Da questa lista, che regge praticamente la Juve, ho escluso, per evidenze e per assenze che da ora in avanti si faranno sentire, Krasic, Melo (che sarà recuperato, ma che non sta benissimo), Chiellini (recuperato e pronto per tirare la carretta fino a Natale), Marchisio. Tutta gente rivitalizzata da questa dirigenza.

Si poteva certamente fare di più, ma aver recuperato un minimo di spirito battagliero, di aver messo in campo un po’ di audacia e un minimo di qualità, di fare resistenza contro la sfortuna e gli infortuni… beh io sono comunque soddisfatto. Tanto sono sicuro: riusciremo ancora a migliorare. Ora, sotto con la Roma, perché il tempo di fermarsi per riflettere proprio non c’è. Nemmeno, purtroppo, per recuperare un po’ di fiato.
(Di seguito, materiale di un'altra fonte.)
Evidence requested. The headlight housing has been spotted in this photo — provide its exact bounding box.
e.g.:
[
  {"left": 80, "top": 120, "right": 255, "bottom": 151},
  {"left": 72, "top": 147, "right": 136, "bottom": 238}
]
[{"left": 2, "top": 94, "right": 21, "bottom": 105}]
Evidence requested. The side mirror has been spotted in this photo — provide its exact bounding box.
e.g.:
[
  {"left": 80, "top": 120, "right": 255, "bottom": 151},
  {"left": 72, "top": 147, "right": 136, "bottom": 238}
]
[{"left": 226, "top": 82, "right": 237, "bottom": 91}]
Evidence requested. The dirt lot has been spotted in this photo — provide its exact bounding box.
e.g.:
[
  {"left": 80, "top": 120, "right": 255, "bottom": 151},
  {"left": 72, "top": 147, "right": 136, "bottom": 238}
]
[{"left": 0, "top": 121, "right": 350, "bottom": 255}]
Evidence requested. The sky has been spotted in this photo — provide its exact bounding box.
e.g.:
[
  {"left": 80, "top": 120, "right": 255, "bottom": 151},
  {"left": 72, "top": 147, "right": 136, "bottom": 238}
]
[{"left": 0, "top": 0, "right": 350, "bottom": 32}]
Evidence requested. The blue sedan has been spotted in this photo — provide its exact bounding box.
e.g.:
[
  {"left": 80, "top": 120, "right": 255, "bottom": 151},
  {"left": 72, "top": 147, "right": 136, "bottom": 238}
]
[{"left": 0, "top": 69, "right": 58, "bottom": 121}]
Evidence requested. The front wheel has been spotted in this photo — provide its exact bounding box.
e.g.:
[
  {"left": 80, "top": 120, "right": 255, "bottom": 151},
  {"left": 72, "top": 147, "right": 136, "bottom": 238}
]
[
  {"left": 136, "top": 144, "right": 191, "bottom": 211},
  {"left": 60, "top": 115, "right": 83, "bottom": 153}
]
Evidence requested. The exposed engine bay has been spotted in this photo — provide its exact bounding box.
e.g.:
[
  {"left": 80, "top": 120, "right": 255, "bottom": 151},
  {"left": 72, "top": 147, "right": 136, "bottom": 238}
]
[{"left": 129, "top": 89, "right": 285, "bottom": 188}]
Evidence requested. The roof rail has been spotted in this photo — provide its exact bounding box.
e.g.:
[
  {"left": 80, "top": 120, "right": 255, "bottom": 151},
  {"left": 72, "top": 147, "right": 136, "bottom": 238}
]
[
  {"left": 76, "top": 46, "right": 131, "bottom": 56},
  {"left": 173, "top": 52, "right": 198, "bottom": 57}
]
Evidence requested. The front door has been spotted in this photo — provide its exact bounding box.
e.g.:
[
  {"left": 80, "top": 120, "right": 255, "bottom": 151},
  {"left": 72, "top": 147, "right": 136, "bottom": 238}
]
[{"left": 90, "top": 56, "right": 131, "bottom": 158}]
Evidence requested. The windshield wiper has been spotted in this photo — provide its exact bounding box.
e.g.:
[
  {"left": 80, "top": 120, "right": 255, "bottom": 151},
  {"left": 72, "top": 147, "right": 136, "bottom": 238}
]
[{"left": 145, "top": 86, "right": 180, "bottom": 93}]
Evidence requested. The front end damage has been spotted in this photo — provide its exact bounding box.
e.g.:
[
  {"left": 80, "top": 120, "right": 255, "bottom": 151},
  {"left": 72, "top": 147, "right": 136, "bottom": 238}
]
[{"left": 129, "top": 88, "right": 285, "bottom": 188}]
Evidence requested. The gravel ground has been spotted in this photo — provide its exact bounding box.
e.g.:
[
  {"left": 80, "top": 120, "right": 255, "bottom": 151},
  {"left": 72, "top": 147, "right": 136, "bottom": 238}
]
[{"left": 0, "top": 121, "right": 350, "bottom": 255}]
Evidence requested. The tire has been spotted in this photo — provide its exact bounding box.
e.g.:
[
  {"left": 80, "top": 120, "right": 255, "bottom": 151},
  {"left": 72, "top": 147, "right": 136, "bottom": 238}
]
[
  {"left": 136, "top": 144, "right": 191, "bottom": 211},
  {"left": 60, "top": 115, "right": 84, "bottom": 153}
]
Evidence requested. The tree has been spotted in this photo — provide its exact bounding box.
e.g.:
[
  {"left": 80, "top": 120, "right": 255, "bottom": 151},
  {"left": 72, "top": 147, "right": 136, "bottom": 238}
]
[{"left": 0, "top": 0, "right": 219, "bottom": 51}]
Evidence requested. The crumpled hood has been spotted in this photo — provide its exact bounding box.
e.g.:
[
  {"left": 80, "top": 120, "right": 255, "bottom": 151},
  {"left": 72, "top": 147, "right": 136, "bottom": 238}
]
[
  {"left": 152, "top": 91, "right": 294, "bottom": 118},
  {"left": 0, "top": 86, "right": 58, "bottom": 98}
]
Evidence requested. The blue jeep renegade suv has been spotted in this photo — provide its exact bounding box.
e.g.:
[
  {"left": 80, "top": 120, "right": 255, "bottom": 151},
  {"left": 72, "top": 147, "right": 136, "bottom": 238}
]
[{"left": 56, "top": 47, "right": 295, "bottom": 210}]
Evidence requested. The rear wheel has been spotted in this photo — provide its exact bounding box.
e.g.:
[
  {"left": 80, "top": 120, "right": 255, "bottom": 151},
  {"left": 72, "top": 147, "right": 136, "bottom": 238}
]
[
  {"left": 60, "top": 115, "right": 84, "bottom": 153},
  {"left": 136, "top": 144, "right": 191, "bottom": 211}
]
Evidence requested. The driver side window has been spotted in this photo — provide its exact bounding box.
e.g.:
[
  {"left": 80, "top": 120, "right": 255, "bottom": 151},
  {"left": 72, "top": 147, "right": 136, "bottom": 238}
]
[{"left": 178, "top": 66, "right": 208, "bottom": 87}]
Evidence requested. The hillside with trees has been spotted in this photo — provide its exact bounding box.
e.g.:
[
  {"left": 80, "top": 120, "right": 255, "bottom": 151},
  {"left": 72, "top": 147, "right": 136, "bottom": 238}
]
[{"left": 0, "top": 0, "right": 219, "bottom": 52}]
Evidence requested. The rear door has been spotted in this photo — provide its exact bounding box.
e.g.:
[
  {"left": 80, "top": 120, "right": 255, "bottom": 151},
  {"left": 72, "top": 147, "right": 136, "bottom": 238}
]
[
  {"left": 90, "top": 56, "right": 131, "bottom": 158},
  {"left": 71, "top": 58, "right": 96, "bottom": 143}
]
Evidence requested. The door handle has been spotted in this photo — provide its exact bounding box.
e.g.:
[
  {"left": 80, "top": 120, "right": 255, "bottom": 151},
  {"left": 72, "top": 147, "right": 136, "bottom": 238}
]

Tornando al match di ieri sera ho solo da segnalare un paio di cosette:

  • sarebbe opportuno capire quando una persona deve essere punita per simulazione: ieri i tuffi sono stati tanti e ripetuti, compreso il buon Diamanti che solo dopo il casino della difesa bianconera ha ammesso di essersi tuffato; questo discorso vale pure per gli avversari di turno tipo Eto’o, Lucio e i vari signorini del calcio pulito;
  • Del Neri ha azzardato una sostituzione che è logica, ma non prudente: fuori Aquilani e dentro Marchisio, a rischio squalifica. Io avrei tolto il Principino, ma è andata bene;
  • assist e un’altra partita buona, non eccezionale, ma di più non si poteva chiedere: è il match di Fabio Grosso, recuperato e integro fisicamente. Non sono del tutto d’accordo col suo rientro, a livello proprio morale o educativo (pensiero del tutto personale, ripeto), ma devo ammettere che ci è utile viste le assenze; discorso uguale, tranne che per la mia totale approvazione, per Brazzo che sabato sarà presumibilmente titolare come terzino destro (Motta è squalificato);
  • che fine ha fatto Armand Traoré: io mi ricordo di un terzino dalla grande corsa e buona tecnica.